Ash,
Hours have little to do with safety, either in training, or after the fact.
When you ask how many hours of training, you post "250" under the year 2010. Are you asking about the number of hours to get a basic commercial pilot certificate? Private certificate? Airline Transport Pilot certificate? Type rating?
250 hours is a generic minimum number for obtaining a commerical pilot certificate, but that's not all training, either. In fact, only a few hours of that are actual training. Do you want to know the minimum legal times to obtain a certificate, or the actual training hours that go into obtaining a particular level of certification?
It's a little more complex than simply jotting down the hours for a given level of certification.
A private pilot, for example, may require 40 hours legally, but typically has closer to 70 to 80 hours prior to taking his or her practical test. During that time, the amount of instruction received may be 20 hours, it may be more.
When completing some type ratings, three weeks of ground training, full time in a classroom, may be conducted, followed by one or two weeks of simulator sessions. More training may go into the type rating for a specific, single airplane that a pilot flies, than he or she had for all of his or her primary training. Type ratings are issued for specific types of airplanes, and pilots who hold multiple type ratings will have had considerable initial and recurrent training on each type of aircraft.
On my current airplane, for example, just the recurrent or refresher training, done regularly, is 24 hours of classroom and 12 hours of simulator, plus an additional 9 hours of briefing/debriefing. That's more training done every few months than is required for a basic private pilot certificate, and that's for one aircraft. The answers to your question really vary depending on the individual pilot and what he or she is flying, how much he or she flies, the nature of the training, the level of certification, the rules and regulations under which he or she flies, etc.

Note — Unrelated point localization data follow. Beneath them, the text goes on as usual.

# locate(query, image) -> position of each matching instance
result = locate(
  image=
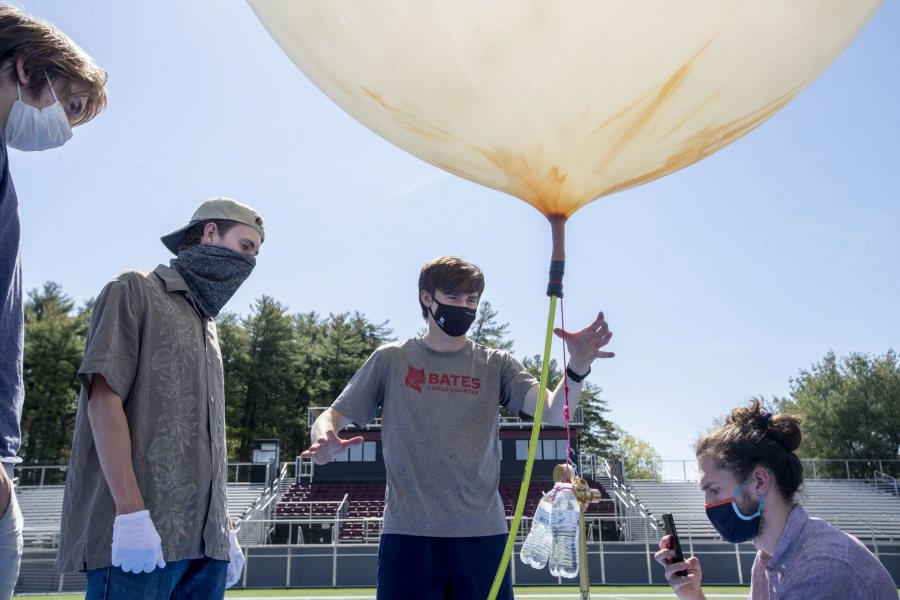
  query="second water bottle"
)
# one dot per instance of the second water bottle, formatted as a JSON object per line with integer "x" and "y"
{"x": 565, "y": 526}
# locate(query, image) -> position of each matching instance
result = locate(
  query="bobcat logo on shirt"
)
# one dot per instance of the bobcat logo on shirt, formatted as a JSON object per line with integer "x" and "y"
{"x": 415, "y": 378}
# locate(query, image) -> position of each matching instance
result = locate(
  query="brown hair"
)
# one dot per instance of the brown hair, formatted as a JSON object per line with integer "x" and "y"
{"x": 194, "y": 233}
{"x": 47, "y": 52}
{"x": 450, "y": 275}
{"x": 754, "y": 437}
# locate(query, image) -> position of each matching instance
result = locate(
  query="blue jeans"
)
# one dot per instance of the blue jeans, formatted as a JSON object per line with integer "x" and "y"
{"x": 178, "y": 580}
{"x": 10, "y": 547}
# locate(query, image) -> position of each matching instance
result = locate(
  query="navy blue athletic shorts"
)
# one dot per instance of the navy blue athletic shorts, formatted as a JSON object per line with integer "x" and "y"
{"x": 433, "y": 568}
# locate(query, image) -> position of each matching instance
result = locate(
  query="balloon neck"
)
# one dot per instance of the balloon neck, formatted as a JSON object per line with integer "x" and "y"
{"x": 557, "y": 255}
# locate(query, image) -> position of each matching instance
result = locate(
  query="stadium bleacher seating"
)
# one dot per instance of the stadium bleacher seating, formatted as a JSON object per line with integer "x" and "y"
{"x": 365, "y": 504}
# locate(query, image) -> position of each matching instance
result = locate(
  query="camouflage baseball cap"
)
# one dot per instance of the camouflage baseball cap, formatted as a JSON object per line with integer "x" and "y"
{"x": 217, "y": 209}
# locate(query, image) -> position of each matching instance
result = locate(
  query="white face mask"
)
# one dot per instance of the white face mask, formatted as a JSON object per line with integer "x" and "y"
{"x": 29, "y": 128}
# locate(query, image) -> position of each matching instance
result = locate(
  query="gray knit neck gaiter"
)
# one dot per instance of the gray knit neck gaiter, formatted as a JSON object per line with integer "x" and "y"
{"x": 213, "y": 274}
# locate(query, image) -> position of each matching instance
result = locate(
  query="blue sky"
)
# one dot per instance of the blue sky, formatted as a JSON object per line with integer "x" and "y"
{"x": 720, "y": 281}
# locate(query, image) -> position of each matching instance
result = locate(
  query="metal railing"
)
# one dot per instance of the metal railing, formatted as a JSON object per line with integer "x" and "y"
{"x": 886, "y": 481}
{"x": 813, "y": 468}
{"x": 505, "y": 420}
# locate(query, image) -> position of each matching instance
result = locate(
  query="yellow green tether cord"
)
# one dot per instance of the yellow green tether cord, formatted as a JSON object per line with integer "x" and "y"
{"x": 532, "y": 448}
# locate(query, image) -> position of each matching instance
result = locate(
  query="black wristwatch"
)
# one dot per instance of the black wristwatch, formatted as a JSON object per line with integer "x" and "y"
{"x": 575, "y": 376}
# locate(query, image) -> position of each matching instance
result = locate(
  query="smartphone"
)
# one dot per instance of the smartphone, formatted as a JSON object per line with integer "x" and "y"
{"x": 675, "y": 544}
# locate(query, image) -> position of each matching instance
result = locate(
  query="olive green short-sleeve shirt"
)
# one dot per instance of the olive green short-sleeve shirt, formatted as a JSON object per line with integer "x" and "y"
{"x": 163, "y": 359}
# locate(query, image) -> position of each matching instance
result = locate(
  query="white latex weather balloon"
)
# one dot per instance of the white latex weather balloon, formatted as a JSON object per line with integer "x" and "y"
{"x": 561, "y": 103}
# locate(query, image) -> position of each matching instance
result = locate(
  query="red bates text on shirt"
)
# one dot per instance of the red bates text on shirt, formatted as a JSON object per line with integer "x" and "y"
{"x": 443, "y": 382}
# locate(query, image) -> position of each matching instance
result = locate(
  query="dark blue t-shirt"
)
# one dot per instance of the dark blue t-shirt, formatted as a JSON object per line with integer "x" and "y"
{"x": 12, "y": 316}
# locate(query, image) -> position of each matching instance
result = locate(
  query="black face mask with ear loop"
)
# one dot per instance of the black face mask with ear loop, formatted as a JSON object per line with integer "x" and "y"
{"x": 453, "y": 320}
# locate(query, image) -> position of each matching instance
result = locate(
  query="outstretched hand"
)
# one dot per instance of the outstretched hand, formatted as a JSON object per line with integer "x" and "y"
{"x": 325, "y": 449}
{"x": 585, "y": 345}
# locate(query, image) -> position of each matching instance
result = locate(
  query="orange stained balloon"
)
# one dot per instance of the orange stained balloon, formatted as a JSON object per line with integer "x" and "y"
{"x": 562, "y": 103}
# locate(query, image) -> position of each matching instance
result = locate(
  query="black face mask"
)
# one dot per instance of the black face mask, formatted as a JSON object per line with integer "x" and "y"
{"x": 453, "y": 320}
{"x": 213, "y": 274}
{"x": 730, "y": 522}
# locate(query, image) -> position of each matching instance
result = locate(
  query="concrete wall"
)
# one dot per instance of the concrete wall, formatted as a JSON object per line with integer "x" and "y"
{"x": 309, "y": 566}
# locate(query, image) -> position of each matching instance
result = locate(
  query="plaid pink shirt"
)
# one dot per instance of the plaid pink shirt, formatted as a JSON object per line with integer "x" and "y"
{"x": 814, "y": 560}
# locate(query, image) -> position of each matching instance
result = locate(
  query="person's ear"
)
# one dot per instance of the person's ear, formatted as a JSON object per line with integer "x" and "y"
{"x": 21, "y": 72}
{"x": 761, "y": 481}
{"x": 209, "y": 230}
{"x": 425, "y": 298}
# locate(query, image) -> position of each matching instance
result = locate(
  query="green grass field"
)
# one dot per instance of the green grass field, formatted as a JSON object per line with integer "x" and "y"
{"x": 522, "y": 593}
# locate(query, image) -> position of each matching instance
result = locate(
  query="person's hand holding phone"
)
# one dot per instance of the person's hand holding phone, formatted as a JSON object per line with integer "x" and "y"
{"x": 683, "y": 575}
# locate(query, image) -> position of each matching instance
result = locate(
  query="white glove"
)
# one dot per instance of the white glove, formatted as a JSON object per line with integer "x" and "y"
{"x": 236, "y": 557}
{"x": 136, "y": 544}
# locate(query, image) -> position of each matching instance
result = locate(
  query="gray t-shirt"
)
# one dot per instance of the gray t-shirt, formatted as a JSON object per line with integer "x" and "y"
{"x": 440, "y": 440}
{"x": 12, "y": 317}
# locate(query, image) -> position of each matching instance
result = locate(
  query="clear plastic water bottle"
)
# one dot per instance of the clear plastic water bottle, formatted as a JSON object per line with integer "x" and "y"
{"x": 566, "y": 529}
{"x": 536, "y": 550}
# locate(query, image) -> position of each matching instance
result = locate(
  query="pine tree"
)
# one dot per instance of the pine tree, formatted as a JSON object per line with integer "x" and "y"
{"x": 54, "y": 347}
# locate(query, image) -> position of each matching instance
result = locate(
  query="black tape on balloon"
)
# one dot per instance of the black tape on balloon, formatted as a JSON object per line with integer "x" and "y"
{"x": 554, "y": 286}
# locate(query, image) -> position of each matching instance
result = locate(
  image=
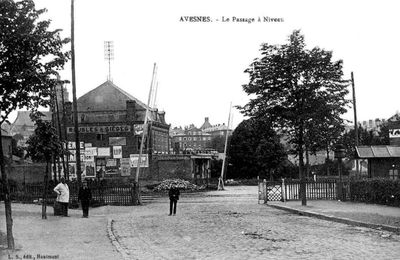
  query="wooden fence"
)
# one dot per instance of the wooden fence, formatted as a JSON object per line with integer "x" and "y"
{"x": 123, "y": 195}
{"x": 286, "y": 190}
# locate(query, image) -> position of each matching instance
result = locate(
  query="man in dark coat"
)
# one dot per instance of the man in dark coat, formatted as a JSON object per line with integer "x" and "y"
{"x": 85, "y": 195}
{"x": 173, "y": 198}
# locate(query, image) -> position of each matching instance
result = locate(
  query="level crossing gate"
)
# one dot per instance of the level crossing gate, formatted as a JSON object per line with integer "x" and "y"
{"x": 285, "y": 190}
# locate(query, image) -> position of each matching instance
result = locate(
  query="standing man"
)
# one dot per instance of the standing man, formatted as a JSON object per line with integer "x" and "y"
{"x": 85, "y": 195}
{"x": 62, "y": 191}
{"x": 173, "y": 198}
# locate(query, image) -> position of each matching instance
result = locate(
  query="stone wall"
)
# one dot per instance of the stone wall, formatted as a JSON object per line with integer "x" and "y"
{"x": 28, "y": 173}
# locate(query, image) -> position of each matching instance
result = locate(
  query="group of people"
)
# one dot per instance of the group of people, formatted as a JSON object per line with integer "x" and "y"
{"x": 85, "y": 195}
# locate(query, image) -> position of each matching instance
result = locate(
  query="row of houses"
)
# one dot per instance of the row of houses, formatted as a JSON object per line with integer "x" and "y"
{"x": 111, "y": 124}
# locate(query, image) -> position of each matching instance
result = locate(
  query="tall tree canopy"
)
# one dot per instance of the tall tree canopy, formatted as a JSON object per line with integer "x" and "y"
{"x": 255, "y": 150}
{"x": 297, "y": 89}
{"x": 30, "y": 55}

A typical professional pilot will have received training along the way as a private pilot, commercial pilot, an instrument rating, an airline transport pilot, a flight instructor, an instrument instructor, and a multi engine instructor. He or she may also have seaplane training, conventional gear (tailwheel) training, high performance training, complex training, type-specific training, as well as training in other areas such as different categories and classes of aircraft (helicopter, etc). While the ATP (airline transport pilot) certificate requires 1,500 hours minimum, only a fraction of that is required training. A professional pilot holding an ATP,however, may have well in excess of that amount only in training, to say nothing of a significantly higher total time.
I really don't think you can accurately make a correlation between minimum certificate flight time requirements, and mishap records, any more than you can reasonably draw a parallel between total time and mishap statistics. Recency of experience, experience in type, experience under flight conditions (night, instrument, etc), command experience, nature of training, type of operation, etc, all have a significant bearing and all make a big difference in the relationship of the various components of your question.
Quote:
A colleague and I (neither of us are pilots) are writing a paper on training and safety. We are interested in the number of compulsory hours of training required to complete training before one has a licence. Our very basic research thus far has shown that aviation incidents have improved over the year and that tentatively this has been linked to improved training.
A review of 558 NTSB aviation incidents reports during 1983–2002 [Ref[1] ] revealed that although the overall accident rate remained stable, the proportion involving pilot error decreased by 40% ‘from 42% in 1983–87 to 25% in 1998–2002’. Over the same period the rate of pilot errors related to poor decision making declined by 71%, accidents involving poor crew interaction declined by 68% and accidents during takeoff declined by 70%. The review concluded that these trends in reduced pilot error involving decision making and crew coordination may ‘reflect improvements in training and technological advances that facilitate good decisions’.
|
Your first paragraph suggests primary training toward a private pilot certificate (the first "license" or pilot certificate one generally receives), as you specifically asked about training "before one receives a license." The private pilot certificate is typically a 40 hour minimum, though some training systems have a lower requirement.
The second paragraph, quoting NTSB statistics, makes multiple references to a crew environment, in which case the pilots often both hold ATP certificates, and typically have substantial advanced training from numerous sources.
I have over 80 different aircraft in my logbook. I hold five different FAA certificates, with various ratings and so forth. I've been flying since I my teenage years, and have flown a wide variety of aircraft and types of flight operations. Every time I take off, I face the same possibility of an engine failure on takeoff that is faced by a student pilot; either it will, or it won't.
If I happen to have a fatal mishap, what will be the difference between me, and the student pilot who does the same? I'll die with more hours in my logbook. That's all.
I'm well into my career at this stage, and frankly, I still consider myself a student pilot.